Stray nodded slightly. “That feeling is produced by the stability of correlation across systems.”

Quillibrace: “You observe a pattern in one location, then a corresponding pattern in another, and infer movement.”

Blottisham: “So the movement is an inference error?”

Quillibrace: “A projection of spatial intuition onto relational coordination.”

Stray: “Not an error in prediction. An error in ontology.”

Blottisham: “That distinction is doing a lot of work.”

Quillibrace: “Yes. It has to.”


5. Dissolving the thing called “information”

Blottisham exhaled. “So there is no information?”

Quillibrace: “There is no thing called information.”

Stray: “There are differentiations that make a difference within systems under constraint.”

Blottisham: “That sounds like information, just… rewritten aggressively.”

Quillibrace: “It is not a rewrite. It is a relocation of what the term was mistakenly pointing at.”

Stray: “Information is not what is stored.
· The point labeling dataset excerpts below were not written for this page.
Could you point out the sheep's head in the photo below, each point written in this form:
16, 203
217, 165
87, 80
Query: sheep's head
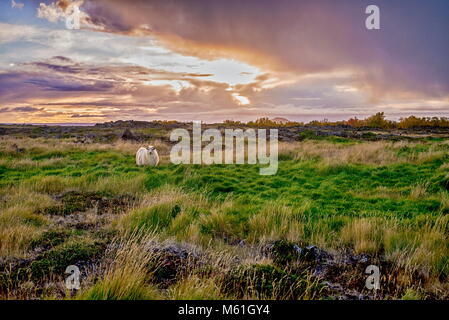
151, 149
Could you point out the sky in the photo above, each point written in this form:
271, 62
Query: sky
214, 60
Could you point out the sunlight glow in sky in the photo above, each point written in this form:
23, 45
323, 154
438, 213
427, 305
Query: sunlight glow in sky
211, 60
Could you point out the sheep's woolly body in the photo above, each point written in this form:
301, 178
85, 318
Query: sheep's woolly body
145, 157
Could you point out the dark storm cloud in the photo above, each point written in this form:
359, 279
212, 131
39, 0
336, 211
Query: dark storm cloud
409, 53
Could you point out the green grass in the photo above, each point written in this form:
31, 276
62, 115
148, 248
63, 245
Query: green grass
401, 206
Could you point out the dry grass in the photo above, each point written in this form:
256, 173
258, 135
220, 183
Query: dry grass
371, 153
127, 276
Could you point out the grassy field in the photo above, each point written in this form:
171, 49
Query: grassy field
224, 231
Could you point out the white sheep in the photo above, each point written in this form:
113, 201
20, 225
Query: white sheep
147, 156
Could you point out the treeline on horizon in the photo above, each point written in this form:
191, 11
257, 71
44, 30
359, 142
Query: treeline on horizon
375, 121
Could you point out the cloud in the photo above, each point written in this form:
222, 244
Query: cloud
26, 109
407, 56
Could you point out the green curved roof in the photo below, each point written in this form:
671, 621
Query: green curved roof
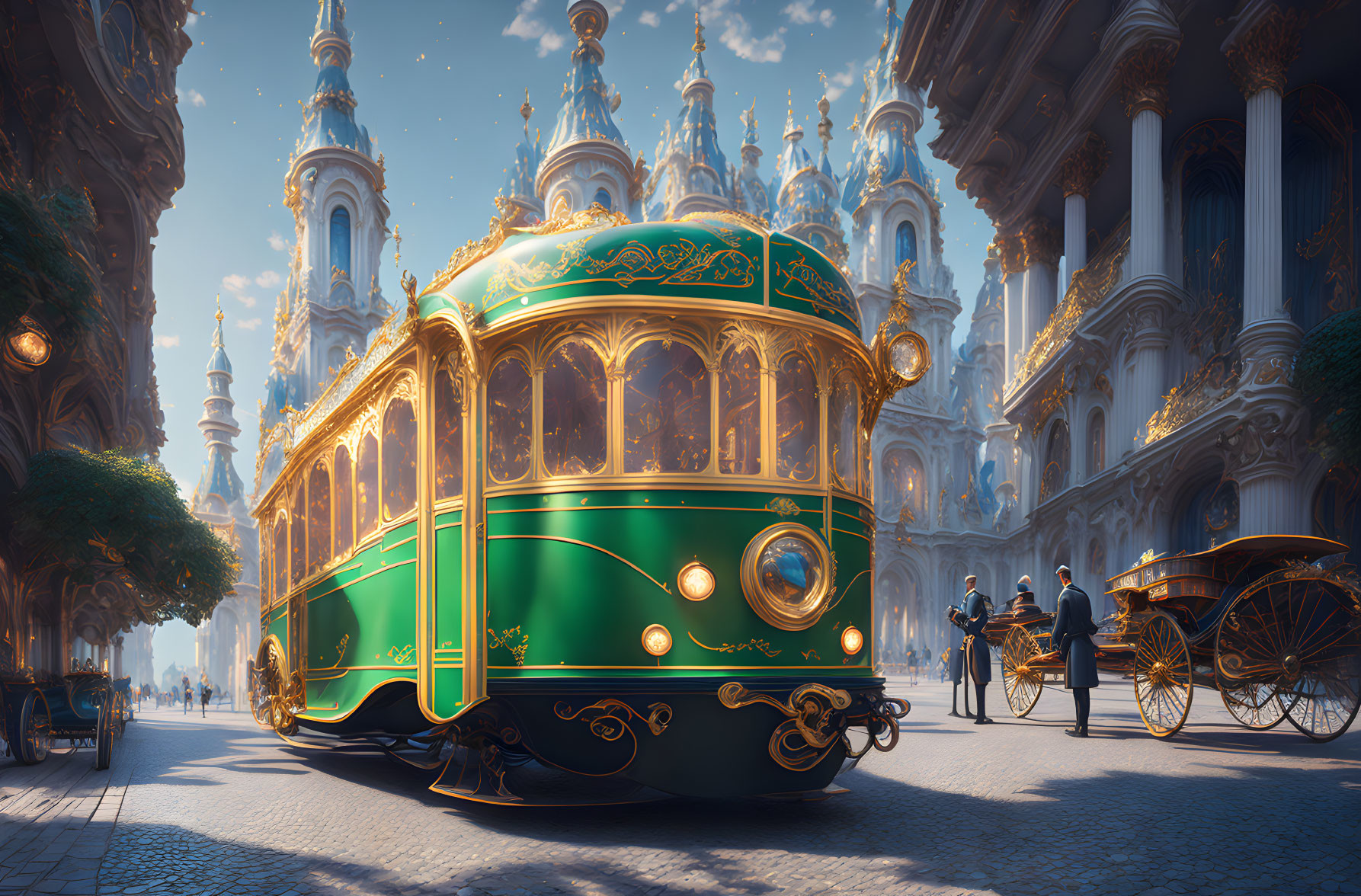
697, 259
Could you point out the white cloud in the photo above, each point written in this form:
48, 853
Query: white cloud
527, 26
235, 282
840, 82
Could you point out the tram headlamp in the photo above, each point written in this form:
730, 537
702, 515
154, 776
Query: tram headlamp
909, 356
786, 576
696, 582
656, 639
852, 640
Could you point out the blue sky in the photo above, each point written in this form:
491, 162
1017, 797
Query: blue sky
438, 85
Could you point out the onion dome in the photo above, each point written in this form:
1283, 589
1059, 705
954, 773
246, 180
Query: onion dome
597, 256
328, 117
885, 150
520, 176
690, 171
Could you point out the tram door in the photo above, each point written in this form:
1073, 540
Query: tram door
452, 676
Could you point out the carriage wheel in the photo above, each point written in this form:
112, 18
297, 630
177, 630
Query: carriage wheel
33, 729
1021, 683
1163, 676
1255, 706
1299, 632
104, 731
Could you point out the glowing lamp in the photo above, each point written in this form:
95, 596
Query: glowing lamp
852, 640
656, 639
696, 582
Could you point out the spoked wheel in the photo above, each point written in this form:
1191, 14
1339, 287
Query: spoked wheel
1255, 706
33, 730
1021, 683
1163, 676
1299, 632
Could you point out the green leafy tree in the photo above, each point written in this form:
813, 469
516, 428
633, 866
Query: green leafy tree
1327, 373
112, 518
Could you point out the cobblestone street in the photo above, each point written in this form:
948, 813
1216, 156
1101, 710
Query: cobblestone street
218, 806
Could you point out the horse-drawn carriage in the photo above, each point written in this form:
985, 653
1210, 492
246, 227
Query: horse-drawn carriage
599, 507
1266, 620
85, 707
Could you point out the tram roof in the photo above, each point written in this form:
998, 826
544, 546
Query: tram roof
597, 255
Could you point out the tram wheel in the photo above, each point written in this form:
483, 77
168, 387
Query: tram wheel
1163, 676
1299, 631
33, 729
1023, 684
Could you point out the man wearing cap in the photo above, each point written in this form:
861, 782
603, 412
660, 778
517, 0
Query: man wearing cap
1073, 631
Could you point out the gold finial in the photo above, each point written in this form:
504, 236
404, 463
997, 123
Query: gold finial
526, 110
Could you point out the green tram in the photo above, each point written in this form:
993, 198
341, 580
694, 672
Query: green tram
594, 522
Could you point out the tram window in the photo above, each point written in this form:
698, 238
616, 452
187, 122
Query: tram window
739, 413
796, 420
666, 410
280, 556
573, 411
319, 517
299, 544
367, 485
841, 429
399, 458
448, 436
509, 396
342, 533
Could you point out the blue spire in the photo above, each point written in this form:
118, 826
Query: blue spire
585, 112
328, 117
219, 488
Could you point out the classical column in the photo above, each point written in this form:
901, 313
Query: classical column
1042, 244
1013, 280
1077, 176
1144, 86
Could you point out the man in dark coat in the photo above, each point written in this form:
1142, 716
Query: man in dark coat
1073, 631
976, 647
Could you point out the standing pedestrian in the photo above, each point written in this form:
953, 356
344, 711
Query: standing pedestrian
1073, 631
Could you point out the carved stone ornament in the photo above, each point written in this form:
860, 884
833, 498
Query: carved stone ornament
1042, 243
1144, 78
1084, 166
1259, 59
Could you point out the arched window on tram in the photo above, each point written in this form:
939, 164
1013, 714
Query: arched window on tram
367, 485
280, 556
666, 409
573, 411
299, 542
342, 534
448, 435
509, 398
843, 429
319, 517
739, 413
399, 458
796, 420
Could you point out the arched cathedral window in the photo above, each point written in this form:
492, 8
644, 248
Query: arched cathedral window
905, 248
339, 242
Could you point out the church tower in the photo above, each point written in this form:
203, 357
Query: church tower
587, 160
690, 172
228, 639
335, 188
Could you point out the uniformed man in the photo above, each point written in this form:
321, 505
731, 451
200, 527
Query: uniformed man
976, 647
1073, 631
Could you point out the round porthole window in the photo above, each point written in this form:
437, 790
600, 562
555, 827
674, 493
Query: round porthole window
786, 576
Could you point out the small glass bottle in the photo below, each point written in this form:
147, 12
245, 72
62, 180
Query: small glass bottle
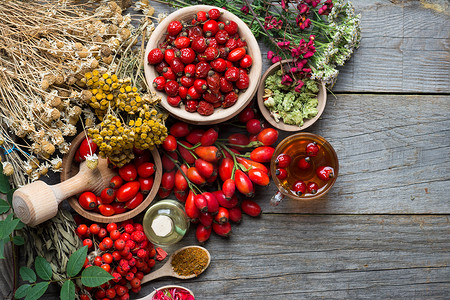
165, 222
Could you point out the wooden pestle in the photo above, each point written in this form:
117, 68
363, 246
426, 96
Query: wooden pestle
38, 202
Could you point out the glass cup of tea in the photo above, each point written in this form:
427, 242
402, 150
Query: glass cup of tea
304, 167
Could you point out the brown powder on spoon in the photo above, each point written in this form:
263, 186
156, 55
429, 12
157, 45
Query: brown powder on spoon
190, 261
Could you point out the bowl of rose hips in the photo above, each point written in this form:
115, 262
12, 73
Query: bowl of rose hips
304, 166
205, 64
130, 189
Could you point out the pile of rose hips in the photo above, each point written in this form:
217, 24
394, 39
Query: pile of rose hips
204, 64
207, 173
299, 187
122, 250
126, 190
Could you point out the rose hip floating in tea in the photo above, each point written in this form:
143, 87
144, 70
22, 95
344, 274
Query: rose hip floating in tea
305, 167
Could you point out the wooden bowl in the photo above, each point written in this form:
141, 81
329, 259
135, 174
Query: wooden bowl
220, 114
322, 97
70, 168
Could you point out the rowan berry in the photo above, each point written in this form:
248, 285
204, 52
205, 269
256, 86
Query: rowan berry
88, 242
111, 227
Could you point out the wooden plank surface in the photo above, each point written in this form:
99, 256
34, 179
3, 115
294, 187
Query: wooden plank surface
332, 257
382, 232
394, 156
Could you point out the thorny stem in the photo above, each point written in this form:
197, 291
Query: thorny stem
190, 184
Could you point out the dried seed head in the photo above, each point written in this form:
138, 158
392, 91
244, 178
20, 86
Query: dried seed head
48, 148
63, 93
55, 101
94, 63
125, 33
83, 53
45, 84
92, 161
151, 11
34, 162
71, 80
107, 60
43, 170
105, 51
59, 79
97, 39
86, 96
55, 114
8, 168
59, 44
77, 46
56, 164
112, 29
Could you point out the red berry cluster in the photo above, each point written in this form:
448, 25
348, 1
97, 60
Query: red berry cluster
122, 250
299, 187
127, 190
205, 163
87, 147
203, 65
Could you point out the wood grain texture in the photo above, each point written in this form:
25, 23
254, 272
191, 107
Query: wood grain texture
382, 232
405, 48
331, 257
298, 256
394, 156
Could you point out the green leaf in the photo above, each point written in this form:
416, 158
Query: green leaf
22, 291
95, 276
27, 274
8, 226
76, 261
67, 291
4, 182
18, 240
4, 206
37, 291
43, 268
9, 217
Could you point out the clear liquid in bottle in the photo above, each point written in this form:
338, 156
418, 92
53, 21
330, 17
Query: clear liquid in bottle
165, 222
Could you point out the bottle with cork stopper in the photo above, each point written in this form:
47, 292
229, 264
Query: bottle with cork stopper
165, 222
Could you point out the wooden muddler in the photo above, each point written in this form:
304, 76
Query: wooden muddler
38, 202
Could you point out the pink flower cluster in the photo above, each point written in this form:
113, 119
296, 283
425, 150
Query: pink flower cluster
272, 57
326, 8
271, 22
304, 49
173, 294
245, 9
313, 3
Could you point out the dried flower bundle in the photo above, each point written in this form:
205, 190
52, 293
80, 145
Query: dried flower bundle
318, 35
46, 50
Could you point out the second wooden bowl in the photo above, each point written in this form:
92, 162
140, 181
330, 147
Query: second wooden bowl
70, 168
322, 97
220, 114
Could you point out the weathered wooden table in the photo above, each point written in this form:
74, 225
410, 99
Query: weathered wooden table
383, 230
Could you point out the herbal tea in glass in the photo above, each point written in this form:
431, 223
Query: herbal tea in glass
304, 166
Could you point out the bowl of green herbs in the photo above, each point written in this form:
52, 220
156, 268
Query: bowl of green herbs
286, 106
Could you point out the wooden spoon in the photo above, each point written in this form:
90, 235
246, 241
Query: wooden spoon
38, 202
167, 271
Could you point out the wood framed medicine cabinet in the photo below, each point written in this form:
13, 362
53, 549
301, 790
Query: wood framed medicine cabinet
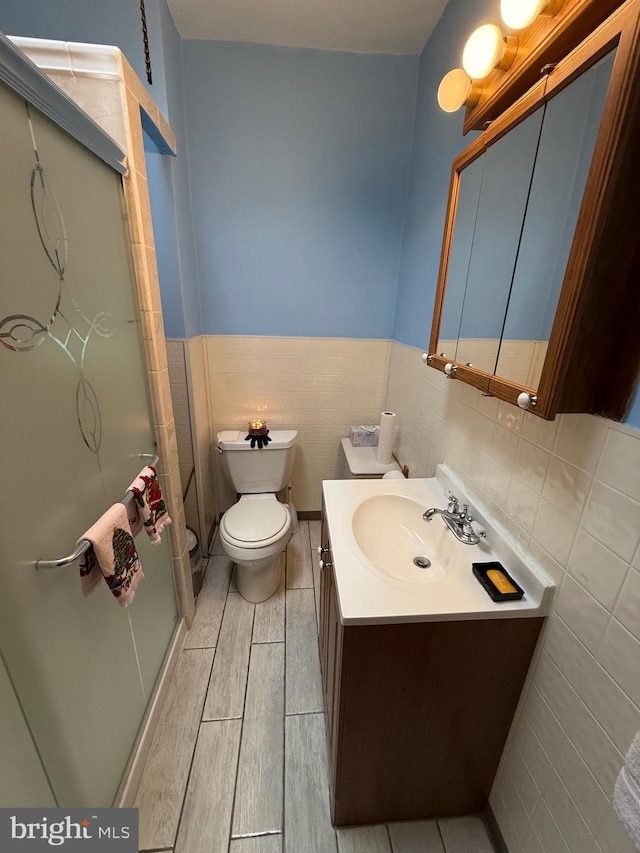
538, 297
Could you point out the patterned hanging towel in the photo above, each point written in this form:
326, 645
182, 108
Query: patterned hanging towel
112, 556
151, 510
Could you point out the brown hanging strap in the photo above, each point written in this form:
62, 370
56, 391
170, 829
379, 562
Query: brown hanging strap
145, 36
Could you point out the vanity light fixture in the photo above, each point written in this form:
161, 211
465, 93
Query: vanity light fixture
457, 90
486, 49
518, 14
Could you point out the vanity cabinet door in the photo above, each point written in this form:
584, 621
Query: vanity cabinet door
331, 633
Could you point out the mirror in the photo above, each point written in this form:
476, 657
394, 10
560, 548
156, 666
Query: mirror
569, 131
518, 200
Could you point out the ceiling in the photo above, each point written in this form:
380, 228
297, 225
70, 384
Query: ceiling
360, 26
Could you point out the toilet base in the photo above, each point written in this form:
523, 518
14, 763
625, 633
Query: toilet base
259, 579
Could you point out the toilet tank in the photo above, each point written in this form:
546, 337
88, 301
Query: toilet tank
258, 470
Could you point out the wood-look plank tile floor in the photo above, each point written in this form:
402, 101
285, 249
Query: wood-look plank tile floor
239, 760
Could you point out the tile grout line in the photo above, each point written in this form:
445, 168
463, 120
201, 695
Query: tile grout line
244, 705
195, 746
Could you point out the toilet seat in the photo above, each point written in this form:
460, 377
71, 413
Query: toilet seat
256, 521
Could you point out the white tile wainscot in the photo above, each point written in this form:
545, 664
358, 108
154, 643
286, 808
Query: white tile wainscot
558, 487
319, 386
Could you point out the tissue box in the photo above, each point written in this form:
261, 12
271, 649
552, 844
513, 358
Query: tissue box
364, 437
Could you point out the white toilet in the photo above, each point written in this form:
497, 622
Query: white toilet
256, 529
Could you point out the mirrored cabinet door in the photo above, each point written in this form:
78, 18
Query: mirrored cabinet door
537, 302
571, 122
506, 179
459, 258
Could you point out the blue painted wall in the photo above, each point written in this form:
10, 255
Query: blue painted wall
114, 22
437, 141
299, 165
117, 22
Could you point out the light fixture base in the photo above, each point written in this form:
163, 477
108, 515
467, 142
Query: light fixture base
510, 50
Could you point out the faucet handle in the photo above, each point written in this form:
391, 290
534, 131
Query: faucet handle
453, 500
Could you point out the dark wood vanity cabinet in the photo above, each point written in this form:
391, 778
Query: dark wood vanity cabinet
417, 714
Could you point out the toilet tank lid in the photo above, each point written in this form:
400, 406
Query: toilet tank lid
233, 439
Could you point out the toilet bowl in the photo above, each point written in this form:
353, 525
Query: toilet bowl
256, 529
254, 532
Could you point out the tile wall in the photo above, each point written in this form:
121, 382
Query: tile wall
319, 386
186, 449
568, 491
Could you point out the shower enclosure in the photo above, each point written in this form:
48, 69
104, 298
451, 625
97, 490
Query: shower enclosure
76, 673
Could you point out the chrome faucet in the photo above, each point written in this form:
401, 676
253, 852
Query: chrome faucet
457, 520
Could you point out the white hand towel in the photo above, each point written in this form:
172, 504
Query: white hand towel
112, 556
626, 801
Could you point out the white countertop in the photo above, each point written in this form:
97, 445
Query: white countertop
369, 596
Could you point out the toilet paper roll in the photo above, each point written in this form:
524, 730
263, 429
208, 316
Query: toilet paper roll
385, 440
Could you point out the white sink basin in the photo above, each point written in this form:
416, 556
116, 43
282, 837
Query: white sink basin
377, 531
392, 534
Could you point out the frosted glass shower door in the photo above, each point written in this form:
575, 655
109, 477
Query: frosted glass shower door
75, 421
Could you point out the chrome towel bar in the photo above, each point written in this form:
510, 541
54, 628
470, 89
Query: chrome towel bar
84, 544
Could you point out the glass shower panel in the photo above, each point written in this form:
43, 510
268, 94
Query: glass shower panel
76, 418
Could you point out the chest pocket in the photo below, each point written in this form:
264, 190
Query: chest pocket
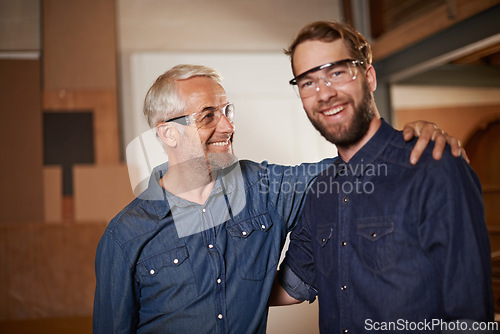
167, 279
256, 252
324, 244
376, 242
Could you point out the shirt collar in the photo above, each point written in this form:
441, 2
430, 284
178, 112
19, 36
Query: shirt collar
163, 201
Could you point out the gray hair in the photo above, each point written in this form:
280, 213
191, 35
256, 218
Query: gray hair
163, 101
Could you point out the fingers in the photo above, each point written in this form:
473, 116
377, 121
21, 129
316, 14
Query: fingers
412, 130
418, 149
439, 144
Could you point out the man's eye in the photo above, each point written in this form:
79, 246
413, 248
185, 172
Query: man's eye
337, 73
207, 116
306, 84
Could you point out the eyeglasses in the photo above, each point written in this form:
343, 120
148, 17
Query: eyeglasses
337, 73
207, 118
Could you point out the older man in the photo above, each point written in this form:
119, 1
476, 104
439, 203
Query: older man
198, 250
385, 245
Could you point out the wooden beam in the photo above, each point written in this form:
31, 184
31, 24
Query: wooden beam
427, 25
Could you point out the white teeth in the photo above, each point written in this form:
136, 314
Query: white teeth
334, 111
220, 143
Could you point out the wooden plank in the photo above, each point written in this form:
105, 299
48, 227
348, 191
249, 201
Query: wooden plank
52, 189
425, 26
100, 192
21, 174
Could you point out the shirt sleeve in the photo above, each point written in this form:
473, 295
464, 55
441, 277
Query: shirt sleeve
288, 187
297, 271
453, 233
115, 304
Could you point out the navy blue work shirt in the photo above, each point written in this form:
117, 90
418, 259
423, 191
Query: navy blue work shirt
155, 275
384, 243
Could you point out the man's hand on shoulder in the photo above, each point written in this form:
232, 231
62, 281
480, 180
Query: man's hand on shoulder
427, 131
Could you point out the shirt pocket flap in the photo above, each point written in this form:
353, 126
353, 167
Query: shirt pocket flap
171, 258
323, 235
245, 228
374, 231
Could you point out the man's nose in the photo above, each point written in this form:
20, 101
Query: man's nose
324, 89
225, 125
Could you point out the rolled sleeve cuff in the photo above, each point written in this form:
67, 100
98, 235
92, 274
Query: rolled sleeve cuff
294, 286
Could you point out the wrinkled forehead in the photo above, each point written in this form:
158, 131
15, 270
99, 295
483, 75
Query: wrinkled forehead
314, 53
200, 92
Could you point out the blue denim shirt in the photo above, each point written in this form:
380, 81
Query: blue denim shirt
155, 277
382, 241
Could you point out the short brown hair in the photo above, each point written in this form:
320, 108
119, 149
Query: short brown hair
329, 31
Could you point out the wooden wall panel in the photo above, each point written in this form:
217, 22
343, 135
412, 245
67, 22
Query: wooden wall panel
52, 182
104, 106
21, 189
79, 44
100, 192
460, 121
48, 269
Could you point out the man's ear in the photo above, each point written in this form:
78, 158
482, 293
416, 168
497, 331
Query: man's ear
168, 134
371, 78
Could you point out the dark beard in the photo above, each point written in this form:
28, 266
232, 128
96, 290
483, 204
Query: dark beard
354, 132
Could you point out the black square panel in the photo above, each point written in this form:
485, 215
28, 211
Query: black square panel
68, 139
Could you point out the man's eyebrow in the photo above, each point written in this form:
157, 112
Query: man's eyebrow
209, 108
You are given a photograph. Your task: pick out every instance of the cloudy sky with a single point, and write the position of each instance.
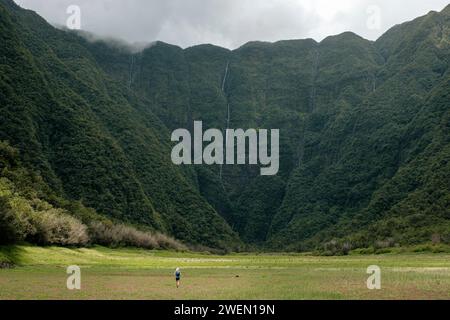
(231, 23)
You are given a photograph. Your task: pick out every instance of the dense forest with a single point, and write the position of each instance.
(364, 139)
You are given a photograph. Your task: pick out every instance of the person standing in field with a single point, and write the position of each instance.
(178, 276)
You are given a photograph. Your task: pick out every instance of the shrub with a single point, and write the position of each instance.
(121, 235)
(15, 220)
(56, 227)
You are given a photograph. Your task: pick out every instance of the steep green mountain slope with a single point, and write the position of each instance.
(90, 138)
(364, 132)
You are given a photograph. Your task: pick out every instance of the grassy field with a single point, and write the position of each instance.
(138, 274)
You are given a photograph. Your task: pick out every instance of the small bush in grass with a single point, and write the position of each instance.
(55, 227)
(122, 235)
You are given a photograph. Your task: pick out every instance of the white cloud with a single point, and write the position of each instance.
(231, 23)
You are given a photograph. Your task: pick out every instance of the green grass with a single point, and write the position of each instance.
(141, 274)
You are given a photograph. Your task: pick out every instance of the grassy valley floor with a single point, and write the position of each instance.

It is what is maintained as structure within and across systems.”

Blottisham: “So we don’t store information?”

Quillibrace: “We stabilise relational patterns.”

Stray: “And we coordinate their re-instantiation.”

Blottisham: “And nothing travels.”

Quillibrace: “Correct.”

Stray: “Only structure is preserved.”


A silence settled, less resistant this time.

Blottisham finally said, “But the language of transfer is everywhere. Networks, signals, data flows…”

Quillibrace: “Yes. It is a very successful metaphor.”

Stray: “Which is precisely why it became ontologically misleading.”

Blottisham looked at them. “So we built an entire theory of moving things that aren’t things.”

Quillibrace: “That is one way of putting it.”

Stray: “A more careful way is: we misread relational stability as transportable substance.”

Blottisham: “And now?”

Quillibrace closed his pen at last.

“Now,” he said, “we stop imagining that the world sends us things.”

Stray added quietly: “And start noticing that it organises differences.”

Blottisham sat back.

“That,” he said, “is going to make every file I’ve ever sent feel slightly metaphysically incorrect.”

Quillibrace: “Good.”

Stray: “That is usually the first sign of progress.”